For those who were already familiar with Golem’s durability, you might be familiar with the claim of Golem being SDK independent. In other words, “you write code normally as you do, and let Golem take care of the rest”.
The above examples clearly show how much SDK-independent Golem is compared to a framework that strongly depends on its library functions to get things going.
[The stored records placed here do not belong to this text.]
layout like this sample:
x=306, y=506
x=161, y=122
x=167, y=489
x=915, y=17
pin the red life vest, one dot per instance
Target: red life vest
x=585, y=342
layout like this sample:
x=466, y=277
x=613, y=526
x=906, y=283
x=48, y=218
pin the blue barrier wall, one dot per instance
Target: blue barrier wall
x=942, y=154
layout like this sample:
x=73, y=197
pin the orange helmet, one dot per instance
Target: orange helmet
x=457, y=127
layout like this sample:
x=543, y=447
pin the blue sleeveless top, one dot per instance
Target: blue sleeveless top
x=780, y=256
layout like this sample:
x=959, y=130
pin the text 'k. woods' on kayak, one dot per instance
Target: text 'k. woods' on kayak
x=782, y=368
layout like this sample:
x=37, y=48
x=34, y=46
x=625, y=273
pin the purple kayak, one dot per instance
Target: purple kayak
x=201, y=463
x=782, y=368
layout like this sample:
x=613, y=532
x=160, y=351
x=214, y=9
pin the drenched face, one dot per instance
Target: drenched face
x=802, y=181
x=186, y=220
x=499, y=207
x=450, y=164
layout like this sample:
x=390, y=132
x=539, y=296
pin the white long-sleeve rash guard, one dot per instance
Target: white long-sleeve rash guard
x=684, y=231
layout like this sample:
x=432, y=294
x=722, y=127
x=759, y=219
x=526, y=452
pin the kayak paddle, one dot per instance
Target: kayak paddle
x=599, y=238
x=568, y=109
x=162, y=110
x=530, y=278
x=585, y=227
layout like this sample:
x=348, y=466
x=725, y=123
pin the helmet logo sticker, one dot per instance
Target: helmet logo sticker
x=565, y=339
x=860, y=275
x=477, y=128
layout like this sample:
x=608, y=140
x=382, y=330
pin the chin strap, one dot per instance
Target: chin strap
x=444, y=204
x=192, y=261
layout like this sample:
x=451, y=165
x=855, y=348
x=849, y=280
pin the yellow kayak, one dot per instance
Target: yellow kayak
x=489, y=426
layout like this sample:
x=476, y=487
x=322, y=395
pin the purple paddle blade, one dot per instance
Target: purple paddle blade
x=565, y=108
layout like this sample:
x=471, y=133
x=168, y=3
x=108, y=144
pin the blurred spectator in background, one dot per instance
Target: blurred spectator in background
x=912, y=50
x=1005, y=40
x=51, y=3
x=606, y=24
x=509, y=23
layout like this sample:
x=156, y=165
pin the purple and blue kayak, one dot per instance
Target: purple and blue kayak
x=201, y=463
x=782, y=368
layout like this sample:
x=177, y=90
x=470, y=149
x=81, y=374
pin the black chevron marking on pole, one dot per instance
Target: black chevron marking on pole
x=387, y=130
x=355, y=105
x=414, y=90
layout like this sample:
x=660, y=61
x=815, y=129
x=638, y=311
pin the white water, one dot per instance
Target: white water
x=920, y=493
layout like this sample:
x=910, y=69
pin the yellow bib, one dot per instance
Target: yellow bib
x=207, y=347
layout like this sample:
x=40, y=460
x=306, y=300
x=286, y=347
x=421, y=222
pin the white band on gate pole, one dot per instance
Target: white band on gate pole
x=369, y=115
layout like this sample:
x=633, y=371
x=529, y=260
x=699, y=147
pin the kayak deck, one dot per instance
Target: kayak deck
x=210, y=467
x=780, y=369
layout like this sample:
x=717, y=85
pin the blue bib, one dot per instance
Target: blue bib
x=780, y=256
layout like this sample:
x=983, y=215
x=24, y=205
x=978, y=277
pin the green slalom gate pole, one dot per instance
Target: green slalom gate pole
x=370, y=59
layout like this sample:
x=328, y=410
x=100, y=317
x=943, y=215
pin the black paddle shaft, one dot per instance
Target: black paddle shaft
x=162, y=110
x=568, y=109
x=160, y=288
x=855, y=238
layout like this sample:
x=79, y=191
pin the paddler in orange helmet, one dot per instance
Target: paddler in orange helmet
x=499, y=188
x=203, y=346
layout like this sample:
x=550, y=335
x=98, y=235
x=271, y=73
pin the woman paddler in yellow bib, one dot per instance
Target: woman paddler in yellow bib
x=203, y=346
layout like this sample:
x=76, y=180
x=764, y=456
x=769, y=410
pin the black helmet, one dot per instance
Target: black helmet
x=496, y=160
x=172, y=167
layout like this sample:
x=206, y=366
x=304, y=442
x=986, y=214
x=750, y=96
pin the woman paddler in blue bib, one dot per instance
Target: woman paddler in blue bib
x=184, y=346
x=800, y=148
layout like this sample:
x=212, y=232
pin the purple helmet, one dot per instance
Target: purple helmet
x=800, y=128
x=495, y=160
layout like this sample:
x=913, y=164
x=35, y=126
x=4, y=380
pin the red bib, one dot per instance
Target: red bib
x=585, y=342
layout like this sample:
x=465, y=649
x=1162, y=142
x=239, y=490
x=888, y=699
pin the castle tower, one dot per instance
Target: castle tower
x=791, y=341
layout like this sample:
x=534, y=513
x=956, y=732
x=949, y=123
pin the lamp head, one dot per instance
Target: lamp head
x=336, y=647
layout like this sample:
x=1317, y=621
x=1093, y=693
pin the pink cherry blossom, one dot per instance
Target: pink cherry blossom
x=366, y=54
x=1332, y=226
SDKs do exist to make things easier for developers and not exactly for Golem’s solution to durability and exactly-once semantics to work.
More recently, Golem has made a natural leap into the agentic space, with its runtime natively understanding the semantics of agents — with a strong focus on developer experience (DX).
Agent Frameworks Are Batteries Included for AI. How About Golem?
import * as llm from 'golem:llm/llm@1.0.0';
import * as webSearch from 'golem:web-search/web-search@1.0.0';
@prompt("What topic do you want to research?")
async research(topic: string): Promise<string> {
const searchResult = searchWebForTopic(topic)
let llmResult = llm.send([
{
tag: "message",
val: {
role: "assistant",
name: "research-agent",
content: [{
tag: "text",
val: `I'm writing a report on the topic "${topic}",
Your job is to be a research-assistant and provide me
an initial overview on the topic so I can dive into
it in more detail...`
}]
}
}
])
return llmResult
}Golem provides first-class AI integrations through its component model — LLM, web search, and more — all accessible as standard imports without any framework lock-in.